Thursday, October 31, 2019

Finally seeing 'Audition' and my search for a truly scary movie

As I've said about a million times on this blog, I love scary movies. They're mostly bad, but when they're good they can be really great. Of course, there are moments in classic ones like Halloween that I always get a thrill out of, but every scare dissipates with time because you learn where they are coming from.

And so I am always on the hunt for the next thing -- the next scary movie that truly terrifies me or leaves me uneasy. This has become a challenge for me as I've gotten older. I don't believe in monsters or ghosts, so while I can be very entertained by movies like It, I never get too scared by them because I can easily dismiss what I'm seeing as unreal.

Some recent so-called elevated horror movies like Hereditary, Us and Midsommar were thrilling and at times very creepy viewing experiences, but while the filmmaking skill and intellectual acumen of those movies have stuck with me, the tension I felt when I first saw them in theaters.

This all leads me to the Japanese film Audition, which I have put off seeing for years because literally since I was in college I have been hearing about how unbearably horrifying the final sequences of the movie are. I've always avoided most of the horror movies that could be described as torture porn, mainly because I find that kind of stuff nauseating. But I knew Audition was supposed to be something different and much better.

I went into it knowing it was a slow burn. And in fact, if you didn't know any better, you could watch it for at least a third of its running time without even knowing it's a horror film.

It's about a lonely widower who comes up an elaborate scheme to meet and marry a new woman. He finds one he really likes but she turns out to be crazy in ways that he couldn't possibly have imagined.

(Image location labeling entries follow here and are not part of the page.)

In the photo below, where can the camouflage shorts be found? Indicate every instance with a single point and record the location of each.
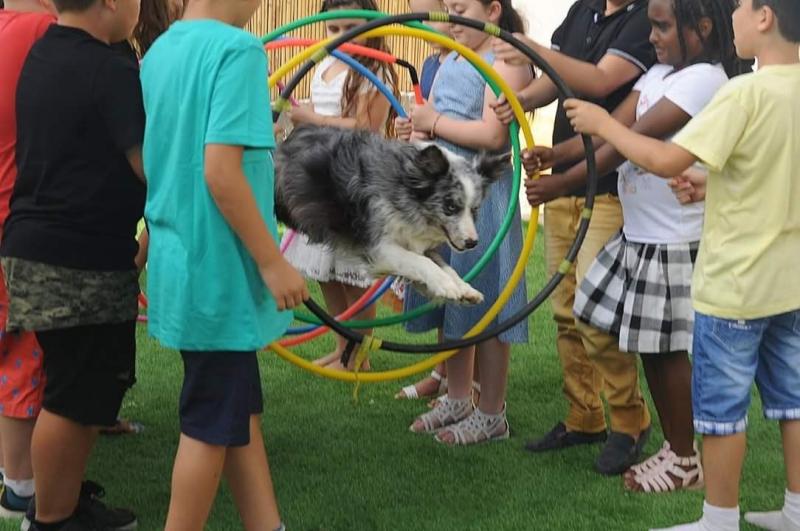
(48, 297)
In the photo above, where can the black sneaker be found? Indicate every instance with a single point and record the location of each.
(11, 505)
(105, 518)
(90, 512)
(559, 438)
(73, 524)
(621, 452)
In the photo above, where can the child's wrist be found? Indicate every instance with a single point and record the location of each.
(432, 133)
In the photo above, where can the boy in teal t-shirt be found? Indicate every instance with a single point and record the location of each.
(217, 282)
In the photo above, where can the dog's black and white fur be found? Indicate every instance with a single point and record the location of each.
(386, 203)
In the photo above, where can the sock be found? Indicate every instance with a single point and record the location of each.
(786, 520)
(23, 488)
(52, 526)
(719, 518)
(714, 519)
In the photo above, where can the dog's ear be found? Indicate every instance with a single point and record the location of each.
(432, 161)
(491, 167)
(429, 165)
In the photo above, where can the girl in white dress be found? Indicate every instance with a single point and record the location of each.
(340, 97)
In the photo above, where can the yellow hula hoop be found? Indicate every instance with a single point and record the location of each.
(317, 52)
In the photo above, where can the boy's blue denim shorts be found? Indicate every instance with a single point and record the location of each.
(730, 355)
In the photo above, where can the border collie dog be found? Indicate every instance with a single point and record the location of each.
(385, 203)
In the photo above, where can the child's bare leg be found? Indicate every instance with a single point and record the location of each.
(195, 479)
(723, 457)
(787, 518)
(790, 429)
(16, 435)
(459, 373)
(352, 294)
(493, 358)
(335, 303)
(60, 449)
(655, 382)
(247, 472)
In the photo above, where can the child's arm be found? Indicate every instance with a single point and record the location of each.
(572, 150)
(234, 198)
(538, 93)
(144, 245)
(592, 80)
(134, 156)
(487, 132)
(690, 186)
(664, 119)
(664, 159)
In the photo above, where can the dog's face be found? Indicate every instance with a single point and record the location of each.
(449, 190)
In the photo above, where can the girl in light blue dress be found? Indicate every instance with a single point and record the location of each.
(458, 117)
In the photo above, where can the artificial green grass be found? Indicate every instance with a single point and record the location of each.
(343, 466)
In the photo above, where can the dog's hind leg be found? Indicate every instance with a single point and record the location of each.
(470, 294)
(391, 258)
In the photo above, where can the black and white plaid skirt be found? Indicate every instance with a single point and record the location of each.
(640, 293)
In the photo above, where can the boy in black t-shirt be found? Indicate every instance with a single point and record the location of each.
(601, 48)
(69, 243)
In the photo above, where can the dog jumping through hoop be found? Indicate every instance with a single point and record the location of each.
(386, 203)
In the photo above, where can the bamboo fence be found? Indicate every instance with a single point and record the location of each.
(275, 13)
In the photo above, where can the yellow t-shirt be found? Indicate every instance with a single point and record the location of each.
(749, 137)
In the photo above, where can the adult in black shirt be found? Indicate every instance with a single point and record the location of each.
(600, 50)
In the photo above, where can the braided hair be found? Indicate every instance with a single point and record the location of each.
(354, 82)
(718, 45)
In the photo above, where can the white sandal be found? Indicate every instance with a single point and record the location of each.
(651, 462)
(410, 392)
(672, 473)
(477, 428)
(447, 411)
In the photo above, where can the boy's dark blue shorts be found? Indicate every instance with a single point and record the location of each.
(221, 391)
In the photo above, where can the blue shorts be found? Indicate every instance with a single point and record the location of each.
(730, 355)
(221, 391)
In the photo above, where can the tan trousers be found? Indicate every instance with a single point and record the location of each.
(590, 359)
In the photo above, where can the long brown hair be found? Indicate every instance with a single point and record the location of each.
(354, 82)
(155, 17)
(510, 19)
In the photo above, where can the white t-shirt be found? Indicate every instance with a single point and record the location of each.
(651, 211)
(326, 96)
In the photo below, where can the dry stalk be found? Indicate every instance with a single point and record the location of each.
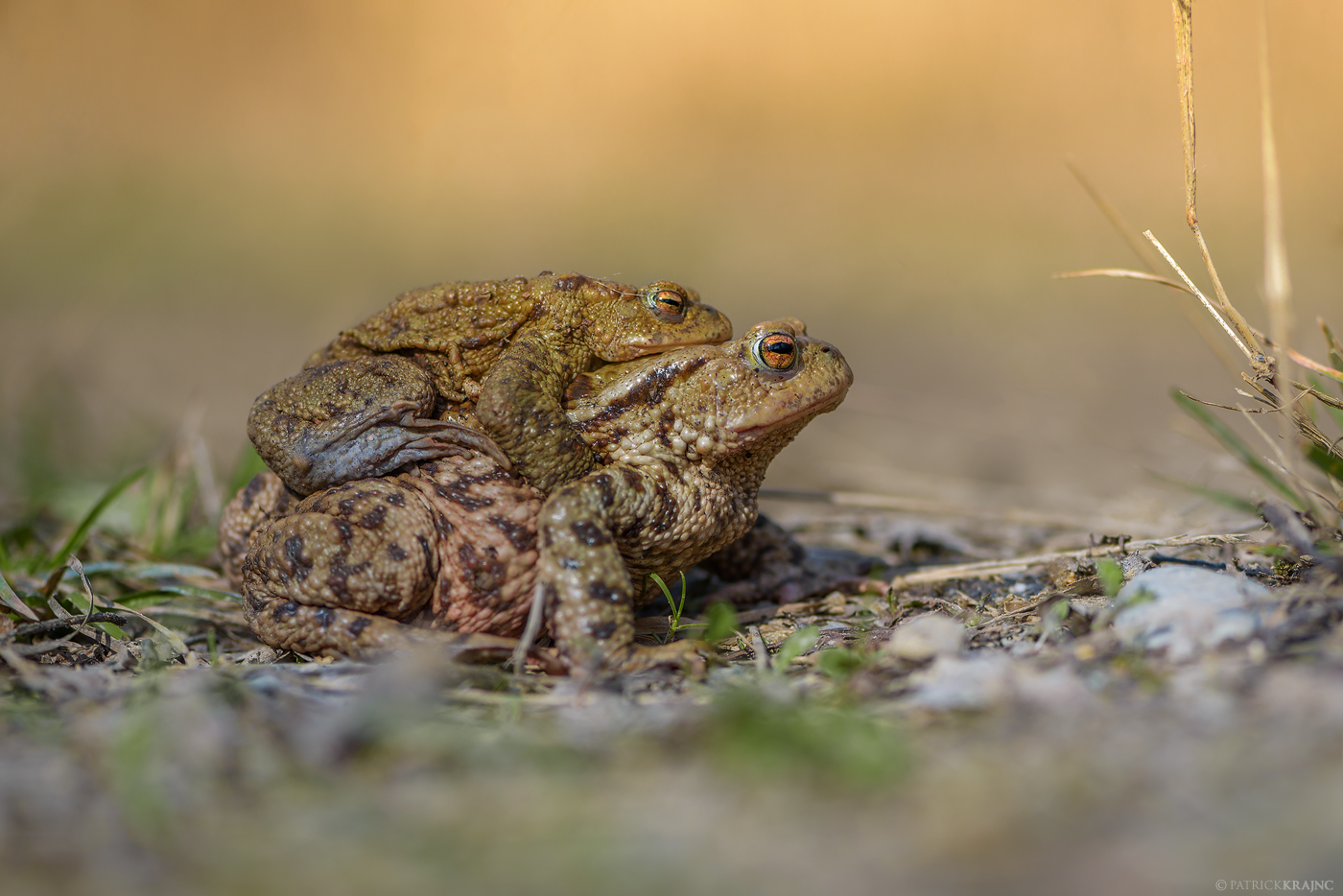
(1278, 285)
(1184, 11)
(1151, 262)
(986, 569)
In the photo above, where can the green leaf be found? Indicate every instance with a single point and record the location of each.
(81, 532)
(1233, 443)
(1111, 577)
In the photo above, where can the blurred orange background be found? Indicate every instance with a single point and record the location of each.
(195, 195)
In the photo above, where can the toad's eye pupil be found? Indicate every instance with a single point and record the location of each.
(668, 301)
(778, 352)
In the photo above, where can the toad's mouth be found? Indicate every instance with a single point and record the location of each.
(808, 412)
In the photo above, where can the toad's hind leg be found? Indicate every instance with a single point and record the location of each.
(333, 631)
(365, 549)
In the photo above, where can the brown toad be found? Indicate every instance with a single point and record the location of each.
(460, 544)
(392, 389)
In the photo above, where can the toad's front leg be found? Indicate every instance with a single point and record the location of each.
(584, 580)
(521, 407)
(355, 419)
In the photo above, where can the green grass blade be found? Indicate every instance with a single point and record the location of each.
(1238, 449)
(84, 527)
(15, 602)
(1326, 461)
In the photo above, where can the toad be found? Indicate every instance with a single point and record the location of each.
(459, 547)
(399, 387)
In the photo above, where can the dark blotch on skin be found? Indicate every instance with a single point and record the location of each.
(604, 488)
(519, 535)
(665, 515)
(590, 533)
(459, 496)
(650, 389)
(295, 554)
(601, 591)
(570, 284)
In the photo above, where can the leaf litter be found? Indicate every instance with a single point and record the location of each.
(913, 696)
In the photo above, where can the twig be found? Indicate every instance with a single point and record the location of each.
(986, 569)
(1184, 11)
(56, 625)
(1278, 284)
(1249, 355)
(1151, 262)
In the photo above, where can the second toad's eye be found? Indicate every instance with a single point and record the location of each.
(778, 351)
(668, 302)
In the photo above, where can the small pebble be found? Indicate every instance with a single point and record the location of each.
(926, 637)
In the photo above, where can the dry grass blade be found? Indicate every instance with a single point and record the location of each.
(1115, 218)
(1278, 285)
(1212, 311)
(1124, 272)
(1306, 362)
(986, 569)
(15, 602)
(1184, 11)
(1151, 262)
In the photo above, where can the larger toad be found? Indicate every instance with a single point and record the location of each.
(460, 544)
(391, 391)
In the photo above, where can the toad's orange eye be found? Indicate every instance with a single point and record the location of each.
(668, 302)
(778, 351)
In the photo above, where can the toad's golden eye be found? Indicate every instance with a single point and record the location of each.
(778, 351)
(668, 302)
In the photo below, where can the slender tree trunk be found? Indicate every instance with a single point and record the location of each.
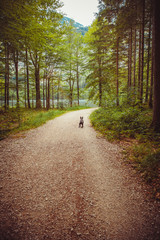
(117, 71)
(148, 61)
(152, 76)
(139, 67)
(58, 93)
(130, 57)
(16, 68)
(43, 92)
(48, 94)
(156, 103)
(52, 95)
(135, 57)
(142, 69)
(46, 91)
(6, 76)
(28, 89)
(78, 82)
(37, 78)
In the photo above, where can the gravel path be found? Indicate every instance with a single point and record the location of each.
(61, 182)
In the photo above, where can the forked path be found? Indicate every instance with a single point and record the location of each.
(61, 182)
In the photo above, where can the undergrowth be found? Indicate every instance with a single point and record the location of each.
(16, 120)
(134, 123)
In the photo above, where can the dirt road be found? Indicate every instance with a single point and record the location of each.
(61, 182)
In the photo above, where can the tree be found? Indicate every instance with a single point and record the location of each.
(156, 105)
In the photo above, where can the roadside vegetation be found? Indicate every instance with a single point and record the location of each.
(133, 125)
(16, 120)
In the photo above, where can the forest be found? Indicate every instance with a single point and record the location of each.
(49, 62)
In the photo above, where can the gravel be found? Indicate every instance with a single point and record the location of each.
(63, 182)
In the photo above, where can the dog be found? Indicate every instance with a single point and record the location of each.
(81, 123)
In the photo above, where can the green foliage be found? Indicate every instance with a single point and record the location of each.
(132, 122)
(123, 122)
(147, 161)
(14, 121)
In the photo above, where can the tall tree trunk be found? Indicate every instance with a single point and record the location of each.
(52, 95)
(43, 92)
(117, 72)
(100, 79)
(78, 82)
(139, 67)
(148, 60)
(130, 61)
(27, 70)
(58, 93)
(152, 76)
(156, 103)
(135, 57)
(142, 69)
(46, 90)
(48, 94)
(37, 78)
(16, 68)
(6, 76)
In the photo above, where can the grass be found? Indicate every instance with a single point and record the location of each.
(135, 124)
(14, 120)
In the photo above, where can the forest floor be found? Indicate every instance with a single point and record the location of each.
(61, 182)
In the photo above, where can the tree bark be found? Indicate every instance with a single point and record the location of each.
(78, 82)
(142, 62)
(117, 72)
(135, 57)
(139, 67)
(148, 61)
(16, 68)
(156, 102)
(37, 78)
(27, 70)
(7, 52)
(48, 94)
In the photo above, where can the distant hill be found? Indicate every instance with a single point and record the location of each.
(80, 28)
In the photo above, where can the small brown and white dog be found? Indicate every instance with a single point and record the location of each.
(81, 123)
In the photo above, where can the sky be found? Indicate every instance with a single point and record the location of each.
(82, 11)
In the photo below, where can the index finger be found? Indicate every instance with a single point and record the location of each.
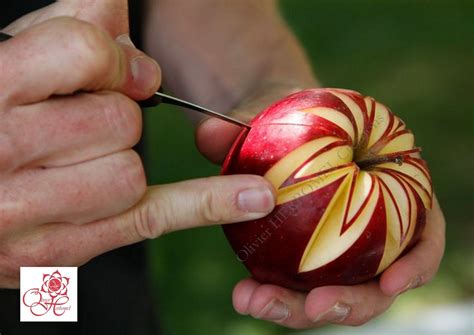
(64, 55)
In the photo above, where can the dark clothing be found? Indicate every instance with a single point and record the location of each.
(114, 291)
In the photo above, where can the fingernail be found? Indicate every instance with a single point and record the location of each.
(126, 40)
(414, 283)
(275, 310)
(256, 200)
(145, 72)
(337, 313)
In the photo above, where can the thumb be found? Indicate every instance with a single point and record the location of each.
(196, 203)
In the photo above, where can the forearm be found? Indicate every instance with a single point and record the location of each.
(226, 54)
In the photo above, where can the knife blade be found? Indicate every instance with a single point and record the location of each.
(160, 97)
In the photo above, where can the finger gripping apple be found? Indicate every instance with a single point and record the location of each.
(352, 191)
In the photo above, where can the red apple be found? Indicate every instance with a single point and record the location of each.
(352, 191)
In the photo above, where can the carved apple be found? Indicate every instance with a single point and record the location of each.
(352, 191)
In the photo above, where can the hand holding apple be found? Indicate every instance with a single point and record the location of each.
(343, 304)
(351, 192)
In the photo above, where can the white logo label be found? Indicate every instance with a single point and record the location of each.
(48, 294)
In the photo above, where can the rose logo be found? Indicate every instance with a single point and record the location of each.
(55, 284)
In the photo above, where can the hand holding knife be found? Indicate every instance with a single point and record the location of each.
(159, 98)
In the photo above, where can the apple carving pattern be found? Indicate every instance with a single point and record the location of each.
(352, 191)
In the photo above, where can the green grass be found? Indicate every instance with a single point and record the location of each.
(417, 57)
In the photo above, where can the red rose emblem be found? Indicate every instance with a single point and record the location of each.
(55, 284)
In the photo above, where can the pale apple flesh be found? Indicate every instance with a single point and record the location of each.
(351, 190)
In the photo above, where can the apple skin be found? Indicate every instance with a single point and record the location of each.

That is the simple set-up but this is no Fatal Attraction-style potboiler. The motivations of the woman are murkier. We know she is the victim of abuse but that doesn't necessarily justify her actions. Anyway, it's a very effective, stylish movie with a last act that is remarkably vivid and gruesome. I was very entertained by it but pretty much not frightened by it (although one iconic shot of a motionless sack suddenly slumps over did make me jump).

It's a great movie -- even a great scary movie. But I think my senses have been dulled a bit. Jumps scares feel cheap and even most films that rely on creeping dread sort of hit the notes you expect them to.

Oddly enough, it's the scenes that depict real world chaos that I find scare more more than anything supernatural. For instance, the early scenes of World War Z, where there is absolute mayhem and panic as some sort of airborne virus starts to turn people into feral zombies. It's not the zombies that scare me so much as the looting, the traffic accidents and the unruly hordes that can trample you.

Even more frightening to me was the chaos at the end of Joker, a movie I found more frightening than a lot of modern horror movies, because it felt more grounded and even dare I say plausible. In the era we're living in where white men especially are taking out their aggrieved anger out on other people -- let's just say unsettling to me.

That movie suggested an interesting new direction for horror to continue to go in should  the genre feel so inclined -- Green Room -- comes to mind, where the fear is more of the hate and horror that lives in many of our backyards today. I think we'll find that the world currently is plenty scary enough without ghouls and goblins.